El transporte interprovincial avanzaba con cautela, a contados pasos del precipicio infernal que se avistaba al lado de la carretera; y con temeridad, al sortear hábilmente la infinidad de autos que se cruzaban por el camino. El chofer vociferaba una elocuente combinación de groserías y sandeces; mas sólo concernía a Sebastián aquello que se localizaba ya a pocos kilómetros del lugar, la razón de su intrépido viaje y de su dificultad al respirar: la minera. Hacía pocos días que había leído el interesante artículo de su madre, fundamentado en los alaridos antiburgueses del marido de aquélla, que trataba, con acento nacionalista, acerca de la incursión de este nuevo capital extranjero en una zona rica en oro de la sierra de La Libertad. Por supuesto que no se quejaría de la condición de trabajo de los operarios ni de sus magros salarios. La protesta individual de su vida trascendía los límites humanos e interorgánicos. Era un joven criado en verdes pastos, olfateando el perfume de las flores y embelesándose por su polinización. No sólo amaba las plantas; también las añoraba cada vez que atravesaba la selva de cemento y se adentraba melancólicamente en sus floridos recuerdos, hasta el punto de soltar silentes, pero lacrimosos suspiros al aire contaminado. ¿Quién sino él para quejarse? ¿Quién sino él para gritar? ¿Quién sino él para llorar? La idea de ríos ennegrecidos y de oscuros y nebulosos cielos se había tornado una gangrena que conquistaba paulatinamente su ser. Suspiro, quejido, grito; Sebastián percibía los gemidos a la distancia y los distinguía a la perfección: sonaban como picos, taladros y bonanza económica. Alguien tendría que cargar con su sangre hirviente, apasionada y, más importantemente, atormentada.

 

En un arrebato de pésimas aptitudes al volante, el conductor detuvo el ómnibus. A cuatro mil metros sobre el nivel del mar aún se sentía la brisa del mar, camuflada en un viento escarchado nocturno.
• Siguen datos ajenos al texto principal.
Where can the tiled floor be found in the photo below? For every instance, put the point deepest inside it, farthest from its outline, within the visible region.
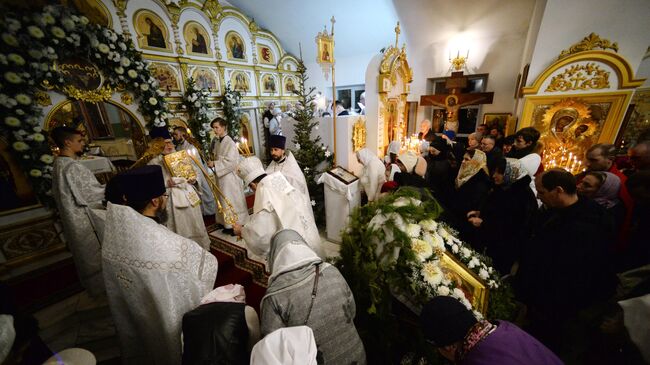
(85, 322)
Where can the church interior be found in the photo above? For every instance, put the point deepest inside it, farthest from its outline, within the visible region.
(401, 130)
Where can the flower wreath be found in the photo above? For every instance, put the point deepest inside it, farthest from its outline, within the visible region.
(30, 46)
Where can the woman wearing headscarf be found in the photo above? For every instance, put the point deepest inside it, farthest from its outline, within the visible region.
(373, 174)
(305, 291)
(286, 346)
(603, 187)
(472, 184)
(505, 221)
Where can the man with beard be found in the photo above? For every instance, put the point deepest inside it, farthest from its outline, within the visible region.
(76, 191)
(184, 203)
(153, 276)
(285, 163)
(208, 205)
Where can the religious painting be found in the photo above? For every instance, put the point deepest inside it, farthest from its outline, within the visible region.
(464, 279)
(205, 79)
(197, 39)
(343, 175)
(239, 81)
(268, 84)
(15, 190)
(235, 46)
(95, 11)
(266, 55)
(289, 85)
(80, 74)
(166, 76)
(152, 31)
(497, 120)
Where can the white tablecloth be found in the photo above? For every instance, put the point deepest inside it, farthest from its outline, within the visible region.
(98, 164)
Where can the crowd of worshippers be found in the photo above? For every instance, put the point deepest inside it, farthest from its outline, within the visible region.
(558, 238)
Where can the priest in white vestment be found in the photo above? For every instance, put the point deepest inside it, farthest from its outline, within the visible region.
(208, 205)
(278, 205)
(76, 191)
(153, 276)
(373, 175)
(226, 158)
(184, 204)
(284, 162)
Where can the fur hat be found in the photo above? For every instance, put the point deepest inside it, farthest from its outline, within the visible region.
(445, 320)
(143, 183)
(276, 141)
(249, 169)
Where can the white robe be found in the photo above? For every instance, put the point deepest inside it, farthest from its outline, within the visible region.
(278, 205)
(208, 205)
(153, 277)
(227, 159)
(291, 171)
(373, 175)
(76, 191)
(184, 219)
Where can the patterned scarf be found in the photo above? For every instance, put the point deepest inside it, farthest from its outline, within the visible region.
(476, 334)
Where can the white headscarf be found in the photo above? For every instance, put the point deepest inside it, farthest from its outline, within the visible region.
(286, 346)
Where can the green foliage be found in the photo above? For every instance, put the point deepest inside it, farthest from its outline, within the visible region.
(195, 102)
(312, 156)
(231, 103)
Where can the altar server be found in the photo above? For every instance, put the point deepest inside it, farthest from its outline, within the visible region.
(76, 191)
(153, 276)
(278, 205)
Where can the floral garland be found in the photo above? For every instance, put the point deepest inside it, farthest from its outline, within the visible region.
(231, 104)
(393, 248)
(195, 101)
(30, 47)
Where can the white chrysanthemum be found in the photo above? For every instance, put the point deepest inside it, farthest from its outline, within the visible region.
(17, 59)
(443, 290)
(35, 31)
(48, 159)
(413, 230)
(13, 77)
(58, 32)
(10, 39)
(20, 146)
(12, 121)
(23, 99)
(432, 274)
(429, 225)
(422, 249)
(465, 252)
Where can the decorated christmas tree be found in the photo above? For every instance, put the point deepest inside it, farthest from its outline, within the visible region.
(313, 157)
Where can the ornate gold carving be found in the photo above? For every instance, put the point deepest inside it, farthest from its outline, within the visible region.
(42, 98)
(359, 135)
(90, 96)
(588, 43)
(580, 77)
(126, 98)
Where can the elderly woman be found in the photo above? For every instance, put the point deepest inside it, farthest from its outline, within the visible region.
(603, 187)
(373, 175)
(305, 291)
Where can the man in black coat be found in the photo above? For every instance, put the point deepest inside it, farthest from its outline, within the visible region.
(564, 270)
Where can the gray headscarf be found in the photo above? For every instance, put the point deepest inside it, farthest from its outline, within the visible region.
(290, 260)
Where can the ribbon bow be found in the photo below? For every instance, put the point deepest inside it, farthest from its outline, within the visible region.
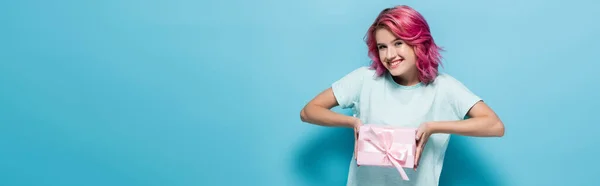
(383, 142)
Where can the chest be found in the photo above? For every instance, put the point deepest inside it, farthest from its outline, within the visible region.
(400, 107)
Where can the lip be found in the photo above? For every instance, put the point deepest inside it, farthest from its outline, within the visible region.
(396, 65)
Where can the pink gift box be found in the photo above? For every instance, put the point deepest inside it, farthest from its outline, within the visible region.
(386, 146)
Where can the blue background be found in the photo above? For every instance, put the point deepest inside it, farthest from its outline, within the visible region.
(185, 93)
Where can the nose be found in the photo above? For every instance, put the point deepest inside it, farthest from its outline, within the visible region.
(391, 54)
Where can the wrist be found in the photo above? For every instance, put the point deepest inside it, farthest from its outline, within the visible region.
(354, 122)
(432, 127)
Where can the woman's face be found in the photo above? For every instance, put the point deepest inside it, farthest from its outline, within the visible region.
(397, 56)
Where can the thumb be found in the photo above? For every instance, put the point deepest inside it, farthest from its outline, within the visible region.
(419, 134)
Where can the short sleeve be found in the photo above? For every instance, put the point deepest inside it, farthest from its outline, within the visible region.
(460, 97)
(347, 89)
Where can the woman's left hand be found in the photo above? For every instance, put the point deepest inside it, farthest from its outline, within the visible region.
(423, 133)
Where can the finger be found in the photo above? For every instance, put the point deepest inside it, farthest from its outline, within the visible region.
(417, 157)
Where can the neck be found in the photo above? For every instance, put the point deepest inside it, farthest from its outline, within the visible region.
(407, 80)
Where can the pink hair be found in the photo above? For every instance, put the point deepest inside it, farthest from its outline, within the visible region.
(410, 26)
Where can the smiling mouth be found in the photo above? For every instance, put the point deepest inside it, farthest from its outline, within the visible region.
(395, 63)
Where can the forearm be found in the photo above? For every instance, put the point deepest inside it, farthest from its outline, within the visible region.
(479, 126)
(326, 117)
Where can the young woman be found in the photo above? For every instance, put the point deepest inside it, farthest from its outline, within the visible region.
(402, 87)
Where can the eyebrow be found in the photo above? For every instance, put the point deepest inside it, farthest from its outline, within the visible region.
(392, 41)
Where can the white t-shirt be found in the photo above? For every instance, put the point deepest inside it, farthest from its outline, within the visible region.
(381, 101)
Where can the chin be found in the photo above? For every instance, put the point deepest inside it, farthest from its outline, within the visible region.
(397, 71)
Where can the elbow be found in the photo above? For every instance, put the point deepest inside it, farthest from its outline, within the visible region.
(498, 128)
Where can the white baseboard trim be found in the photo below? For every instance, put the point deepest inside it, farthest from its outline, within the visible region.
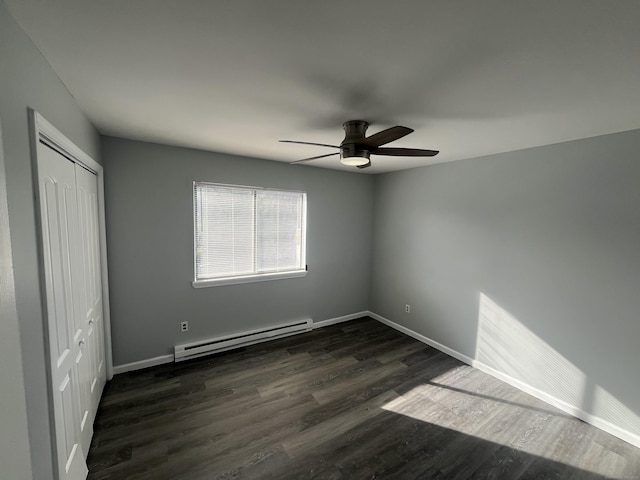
(149, 362)
(152, 362)
(333, 321)
(572, 410)
(422, 338)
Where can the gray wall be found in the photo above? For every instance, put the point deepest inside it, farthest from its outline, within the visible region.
(150, 245)
(27, 80)
(528, 262)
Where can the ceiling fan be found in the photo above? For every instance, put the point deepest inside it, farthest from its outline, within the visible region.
(355, 149)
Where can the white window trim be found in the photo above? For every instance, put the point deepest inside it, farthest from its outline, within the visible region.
(261, 277)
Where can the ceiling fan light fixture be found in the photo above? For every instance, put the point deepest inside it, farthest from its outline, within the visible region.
(354, 158)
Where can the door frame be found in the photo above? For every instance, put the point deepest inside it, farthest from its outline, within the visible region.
(41, 131)
(45, 132)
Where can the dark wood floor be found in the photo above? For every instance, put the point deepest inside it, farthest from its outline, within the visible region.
(356, 400)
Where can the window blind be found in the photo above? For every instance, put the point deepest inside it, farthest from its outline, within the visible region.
(245, 231)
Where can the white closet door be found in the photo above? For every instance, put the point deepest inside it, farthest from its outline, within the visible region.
(58, 210)
(91, 301)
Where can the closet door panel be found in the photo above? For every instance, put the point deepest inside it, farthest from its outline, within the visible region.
(87, 192)
(58, 213)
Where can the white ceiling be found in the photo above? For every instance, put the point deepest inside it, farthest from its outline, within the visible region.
(471, 77)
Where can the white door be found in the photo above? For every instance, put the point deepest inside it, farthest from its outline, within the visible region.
(91, 301)
(58, 210)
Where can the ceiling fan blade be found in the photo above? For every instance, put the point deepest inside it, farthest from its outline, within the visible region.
(314, 158)
(386, 136)
(404, 152)
(310, 143)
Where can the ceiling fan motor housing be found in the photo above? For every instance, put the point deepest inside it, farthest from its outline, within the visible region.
(352, 150)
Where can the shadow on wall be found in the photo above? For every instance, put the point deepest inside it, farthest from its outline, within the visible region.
(505, 345)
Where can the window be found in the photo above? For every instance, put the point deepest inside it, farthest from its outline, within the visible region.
(246, 234)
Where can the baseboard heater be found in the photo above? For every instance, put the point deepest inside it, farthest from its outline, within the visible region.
(228, 342)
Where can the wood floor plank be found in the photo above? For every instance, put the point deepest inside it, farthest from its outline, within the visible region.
(350, 401)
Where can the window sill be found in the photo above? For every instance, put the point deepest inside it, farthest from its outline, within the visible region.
(248, 279)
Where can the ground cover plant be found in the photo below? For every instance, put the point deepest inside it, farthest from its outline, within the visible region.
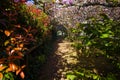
(98, 36)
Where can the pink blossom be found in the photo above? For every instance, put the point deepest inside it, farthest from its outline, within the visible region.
(67, 2)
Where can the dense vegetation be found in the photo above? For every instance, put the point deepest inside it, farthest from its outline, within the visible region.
(98, 36)
(22, 29)
(25, 33)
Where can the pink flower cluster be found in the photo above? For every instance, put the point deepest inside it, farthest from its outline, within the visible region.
(69, 2)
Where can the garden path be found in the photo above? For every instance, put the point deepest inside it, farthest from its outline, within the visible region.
(60, 62)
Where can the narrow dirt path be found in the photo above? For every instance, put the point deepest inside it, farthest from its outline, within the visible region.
(59, 62)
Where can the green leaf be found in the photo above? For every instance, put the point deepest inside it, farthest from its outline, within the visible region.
(71, 77)
(104, 35)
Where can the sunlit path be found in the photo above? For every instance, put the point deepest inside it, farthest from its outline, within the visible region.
(60, 62)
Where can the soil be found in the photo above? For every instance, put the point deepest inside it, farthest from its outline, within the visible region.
(64, 59)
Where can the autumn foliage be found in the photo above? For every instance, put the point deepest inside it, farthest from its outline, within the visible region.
(21, 28)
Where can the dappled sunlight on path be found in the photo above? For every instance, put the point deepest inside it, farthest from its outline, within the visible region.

Se escuchó la orden de descender del vehículo y un par de sinfines de pasos obedeciendo. Sebastián bajó el último, recuerda, con su misión y su ira materializadas en una marcha decidida de unos cuantos metros. Con su tiritar casi no se percibía sus lágrimas ni su sorpresa; una primera observación lo llevó a la conclusión de que todo había empezado ya. Los estridentes ruidos de máquinas le poblaban la cabeza adolorida casi tanto como las negras nubes, el cielo. Ahora, zumbidos y frío. Finalmente, otra larga visión del firmamento, impuro e impasible, y un gemido, acompañado de un golpe sordo. La multitud se aglomeró alrededor del joven desmayado, presa de la altura, las circunstancias y el desasosiego. El cielo soltó su llanto, habiendo considerado la imposibilidad de tal del ser inconsciente. Entre las gotas se oyó un canto prácticamente imperceptible que nadie escuchó: “Llora, pequeño, porque los héroes terminan yacientes. Grita, ratón, ya que son los gatos, tus presas. Suspira, Sebastián, pues el día ha acabado para ti, y el mundo no sabrá de tus palabras sino hasta mañana. Cae, lluvia, e intenta limpiar el hollín del lugar, a ver si puedes. Conviértete en un ángel y sacude, con tus alas húmedas, la escarcha de la faz del caído”. Puede que el sueño haya nublado ese recuerdo al joven, y es más que probable que lo niegue ahora, pero ese día terminó con la ducha más majestuosa que le hubiere empapado jamás.